This invention relates to a semiconductor IC device with redundancy circuits and more particularly to such a circuit with which a redundancy circuit can be replaced in an improved manner.
The yield of semiconductor IC circuits, and more particularly semiconductor memory devices, usually drops as they are miniaturized in order to increase their capacity. Their yield also drops as the manufacturing process becomes complicated or the chip size is increased. One of the methods of preventing such a drop in the yield has been to provide inside each memory chip not only the usual set of components such as bit lines, bit line selection lines, word lines, memory cells, row decoders, bit line selection circuits and column decoders, but also what is frequently refererd to as redundancy circuits comprising reserve bit lines, etc. such that, when a defect is found in the original set of components, such a defective component can be replaced by the reserve component. A certain percentage of what would otherwise be deemed a defective chip can be rescued by using a redundancy circuit in this manner. When a defect is discovered and it is decided to make use of a redundancy circuit, a polysilicon fuse or the like is usually cut by melting to inactivate the row decoder or column decoder containing the address of the defective bit. At the same time, the address of the defect must be programmed into the reserve row decoder or column decoder.
With reference to FIG. 2 which shows a dynamic RAM as an example of semiconductor memory device having a redundancy circuit, AB indicates an address bus, CDEC0 through CDEC2 are original (not redundant) column decoders, CDECR is a reserve (redundant) column decoder, SL0 through SL2 and SR0 through SR2 are original bit line selection circuits, SLR and SRR are reserve bit line selection circuits, BSL0 through BSL2 and BSR0 through BSR2 are original bit line selection lines, BSLR and BSRR are reserve bit line selection lines, BL0 through BL2 and BR0 through BR2 are original bit lines, BLR and BRR are reserve bit lines, RDEC0 through RDEC3 are row decoders and WL0 through WL3 are word lines.
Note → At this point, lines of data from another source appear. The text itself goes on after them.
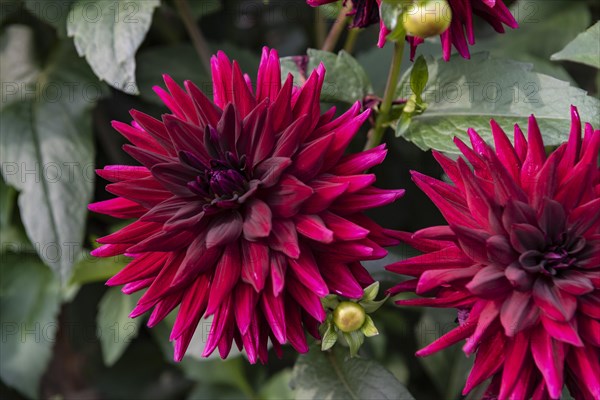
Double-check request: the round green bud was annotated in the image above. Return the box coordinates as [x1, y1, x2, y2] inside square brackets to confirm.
[404, 0, 452, 38]
[333, 301, 366, 333]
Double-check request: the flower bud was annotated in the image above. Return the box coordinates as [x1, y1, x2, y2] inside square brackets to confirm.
[333, 301, 366, 332]
[404, 0, 452, 38]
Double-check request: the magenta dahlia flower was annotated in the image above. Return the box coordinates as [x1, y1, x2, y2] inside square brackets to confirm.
[89, 49, 403, 363]
[307, 0, 519, 61]
[306, 0, 390, 47]
[406, 0, 519, 61]
[388, 108, 600, 399]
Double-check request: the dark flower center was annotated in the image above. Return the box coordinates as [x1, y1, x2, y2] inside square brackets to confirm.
[181, 128, 249, 208]
[519, 233, 586, 276]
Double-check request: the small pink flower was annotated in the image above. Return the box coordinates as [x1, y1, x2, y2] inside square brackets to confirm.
[388, 108, 600, 399]
[89, 48, 403, 363]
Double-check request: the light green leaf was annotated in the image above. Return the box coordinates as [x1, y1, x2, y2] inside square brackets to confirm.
[397, 53, 600, 153]
[0, 25, 40, 109]
[23, 0, 75, 37]
[67, 0, 160, 94]
[258, 368, 295, 400]
[281, 49, 373, 104]
[0, 27, 103, 282]
[291, 346, 414, 400]
[0, 254, 60, 398]
[551, 21, 600, 68]
[96, 287, 142, 366]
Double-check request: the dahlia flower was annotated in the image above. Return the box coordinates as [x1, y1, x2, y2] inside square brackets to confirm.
[306, 0, 390, 47]
[388, 108, 600, 399]
[89, 49, 403, 363]
[307, 0, 518, 61]
[406, 0, 519, 61]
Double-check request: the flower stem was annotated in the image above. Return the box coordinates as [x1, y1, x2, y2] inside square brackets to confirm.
[365, 40, 404, 150]
[174, 0, 211, 73]
[344, 28, 360, 54]
[321, 2, 351, 51]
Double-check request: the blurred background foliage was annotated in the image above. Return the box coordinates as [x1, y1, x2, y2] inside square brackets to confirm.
[0, 0, 600, 400]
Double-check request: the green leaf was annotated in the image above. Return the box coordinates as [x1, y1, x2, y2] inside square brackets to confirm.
[471, 0, 591, 81]
[258, 368, 295, 400]
[96, 287, 142, 366]
[397, 53, 600, 154]
[23, 0, 75, 37]
[0, 25, 40, 109]
[281, 49, 373, 104]
[189, 0, 223, 19]
[69, 255, 131, 285]
[291, 346, 414, 400]
[177, 355, 256, 398]
[550, 21, 600, 68]
[410, 56, 429, 100]
[0, 27, 103, 282]
[0, 254, 61, 398]
[67, 0, 160, 94]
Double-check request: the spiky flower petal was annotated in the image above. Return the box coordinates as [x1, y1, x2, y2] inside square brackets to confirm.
[388, 108, 600, 399]
[90, 48, 403, 363]
[307, 0, 519, 61]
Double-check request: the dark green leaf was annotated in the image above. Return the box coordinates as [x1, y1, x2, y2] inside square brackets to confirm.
[471, 0, 591, 81]
[551, 21, 600, 68]
[292, 346, 413, 400]
[397, 53, 600, 153]
[67, 0, 160, 94]
[189, 0, 223, 19]
[69, 255, 130, 285]
[0, 254, 61, 398]
[96, 287, 142, 366]
[0, 27, 103, 282]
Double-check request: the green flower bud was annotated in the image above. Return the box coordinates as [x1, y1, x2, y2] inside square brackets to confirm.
[404, 0, 452, 38]
[333, 301, 366, 333]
In FIG. 3 which shows the circuit inside any one of the column decoders CDEC0 through CDEC2, Fi indicates a fuse.
Let us consider a situation where the addresses A1 is defective in the memory device of FIG. 2 with column decoders structured as shown in FIG. 3. In order to rescue the device, the fuse F0 inside the column decoder CDEC0 is cut first to inactivate the bit line selection line BSL0, the bit line selection circuit SL0 and the bit line BL0 connected to the column decoder CDEC0, and the address A1 is thereafter programmed into the redundant column decoder CDECR. In this manner, the defective bit address A1 is effectively replaced by the address A1' on the reserve bit line BLR.
In this situation, however, the bit with address A2 which is not assumed to be defective also becomes unusable simply because it is selected by the same column decoder CDEC0. Thus, it becomes necessary to also replace the address A2 by A2'. In other words, an extra redundancy circuit is used up wastefully because of the aforementioned unnecessary address replacement. If the address A3 were also defective in addition to the address A1, therefore, two sets of redundancy circuits such as reserve column decoders CDECR, etc. become necessary. An increased number of redundancy circuits means an increase in the chip area.